Virtual Reality: Real Privacy and Security RisksTechnology Attorney Steven Teppler Discusses Evolving Concerns
As evolving virtual reality technologies are embraced by corporate environments, including healthcare entities, for training and other purposes, organizations need to carefully consider the privacy and security risks they pose, says technology attorney Steven Teppler.
Virtual reality encompasses computer technologies that simulate environments and allow users to interact in those environments.
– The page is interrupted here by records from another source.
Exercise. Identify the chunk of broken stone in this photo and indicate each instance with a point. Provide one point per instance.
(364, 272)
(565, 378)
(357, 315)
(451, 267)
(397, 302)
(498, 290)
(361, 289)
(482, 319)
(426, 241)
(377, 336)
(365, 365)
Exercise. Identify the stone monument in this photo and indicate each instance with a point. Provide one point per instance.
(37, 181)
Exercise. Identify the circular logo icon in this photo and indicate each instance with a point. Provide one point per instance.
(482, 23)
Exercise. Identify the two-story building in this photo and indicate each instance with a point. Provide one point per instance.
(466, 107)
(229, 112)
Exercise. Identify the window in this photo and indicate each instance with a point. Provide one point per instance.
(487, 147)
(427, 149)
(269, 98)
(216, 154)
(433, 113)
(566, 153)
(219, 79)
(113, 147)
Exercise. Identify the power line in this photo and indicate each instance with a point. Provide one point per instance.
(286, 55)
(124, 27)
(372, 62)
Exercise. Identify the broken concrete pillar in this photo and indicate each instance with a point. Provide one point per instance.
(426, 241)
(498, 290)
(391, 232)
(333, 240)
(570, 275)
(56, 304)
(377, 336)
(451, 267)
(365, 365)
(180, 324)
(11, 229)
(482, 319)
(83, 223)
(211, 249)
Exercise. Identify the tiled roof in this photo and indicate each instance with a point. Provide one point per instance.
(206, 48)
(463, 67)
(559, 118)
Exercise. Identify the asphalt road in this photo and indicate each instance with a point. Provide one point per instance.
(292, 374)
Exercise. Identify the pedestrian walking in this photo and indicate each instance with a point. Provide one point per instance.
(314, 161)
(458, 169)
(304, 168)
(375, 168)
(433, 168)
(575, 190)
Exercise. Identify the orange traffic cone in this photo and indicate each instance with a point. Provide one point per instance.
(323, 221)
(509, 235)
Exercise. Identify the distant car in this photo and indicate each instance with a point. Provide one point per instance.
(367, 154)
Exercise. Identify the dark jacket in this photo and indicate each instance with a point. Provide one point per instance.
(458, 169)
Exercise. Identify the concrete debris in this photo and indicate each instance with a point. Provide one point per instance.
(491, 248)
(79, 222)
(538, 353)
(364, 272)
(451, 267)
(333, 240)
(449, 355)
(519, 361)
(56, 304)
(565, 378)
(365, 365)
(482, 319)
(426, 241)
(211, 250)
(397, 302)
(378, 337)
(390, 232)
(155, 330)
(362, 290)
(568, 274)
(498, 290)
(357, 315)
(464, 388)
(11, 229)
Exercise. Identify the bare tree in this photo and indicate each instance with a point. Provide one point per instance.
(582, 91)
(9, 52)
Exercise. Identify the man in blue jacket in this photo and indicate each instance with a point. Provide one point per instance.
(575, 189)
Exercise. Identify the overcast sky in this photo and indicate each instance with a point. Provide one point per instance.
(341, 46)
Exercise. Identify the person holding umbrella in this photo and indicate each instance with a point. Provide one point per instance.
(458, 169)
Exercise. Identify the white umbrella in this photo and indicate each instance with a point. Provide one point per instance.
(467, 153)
While the defense and aerospace industries have utilized virtual reality technologies for flight simulation training and other purposes, virtual reality products are also becoming increasingly popular with consumers for gaming, as well as for training and educational programs in the healthcare sector, Teppler notes.
"As these new technologies are being rushed to market, the appropriate privacy and security considerations are not being adhered to or paid attention to," Teppler contends in this interview with Information Security Media Group.
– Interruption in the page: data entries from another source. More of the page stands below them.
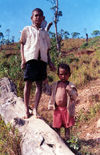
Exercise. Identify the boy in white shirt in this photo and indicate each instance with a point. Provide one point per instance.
(35, 45)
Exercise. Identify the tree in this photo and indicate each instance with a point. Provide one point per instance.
(75, 34)
(1, 39)
(8, 34)
(57, 14)
(95, 33)
(64, 34)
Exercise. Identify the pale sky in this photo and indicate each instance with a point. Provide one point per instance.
(78, 15)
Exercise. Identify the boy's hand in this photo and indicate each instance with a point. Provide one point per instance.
(52, 67)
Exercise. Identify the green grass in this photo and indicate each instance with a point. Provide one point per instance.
(9, 140)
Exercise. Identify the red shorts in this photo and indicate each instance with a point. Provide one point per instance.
(61, 118)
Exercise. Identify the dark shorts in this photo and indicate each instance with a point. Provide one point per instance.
(35, 70)
(61, 118)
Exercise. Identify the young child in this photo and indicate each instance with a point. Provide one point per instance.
(35, 45)
(62, 100)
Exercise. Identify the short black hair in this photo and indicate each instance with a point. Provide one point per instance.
(64, 66)
(37, 9)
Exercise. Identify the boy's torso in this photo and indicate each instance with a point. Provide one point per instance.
(61, 95)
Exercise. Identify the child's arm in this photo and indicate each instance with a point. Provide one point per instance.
(22, 56)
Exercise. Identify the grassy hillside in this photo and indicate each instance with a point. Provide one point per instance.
(84, 60)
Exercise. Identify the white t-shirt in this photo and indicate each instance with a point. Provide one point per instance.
(34, 41)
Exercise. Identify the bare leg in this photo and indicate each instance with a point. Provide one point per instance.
(57, 130)
(27, 89)
(38, 93)
(67, 133)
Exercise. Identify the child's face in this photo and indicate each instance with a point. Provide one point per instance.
(37, 18)
(63, 75)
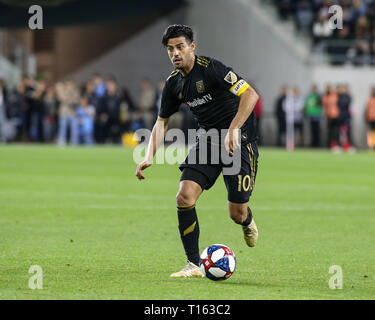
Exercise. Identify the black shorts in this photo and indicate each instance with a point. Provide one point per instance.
(239, 186)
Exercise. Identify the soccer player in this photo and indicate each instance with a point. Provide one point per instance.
(219, 99)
Potential privacy and security concerns include the risks of breaches involving improperly protected personal information that consumers and other users submit to the makers of virtual reality gear and related software applications as part of product registration and payment processes, he says.
But another risk is the hacking of recordings and other private information while the products are in use, Teppler says. "You really don't know what it is that you might communicate, that might be recorded, about you - [such as] your geolocation - that might be used for marketing purposes without your consent," he says.
Payment and personal information submitted to technology and app vendors from within the virtual reality platforms could also potentially be accessed by hackers, he says. "We don't even know what is 'up to par,' in terms of security" with evolving virtual reality products, he contends.
Because of the potential risks, users of these technologies must carefully examine the terms of service for the devices and related software and learn about the information being collected and used by the virtual reality vendors, Teppler says.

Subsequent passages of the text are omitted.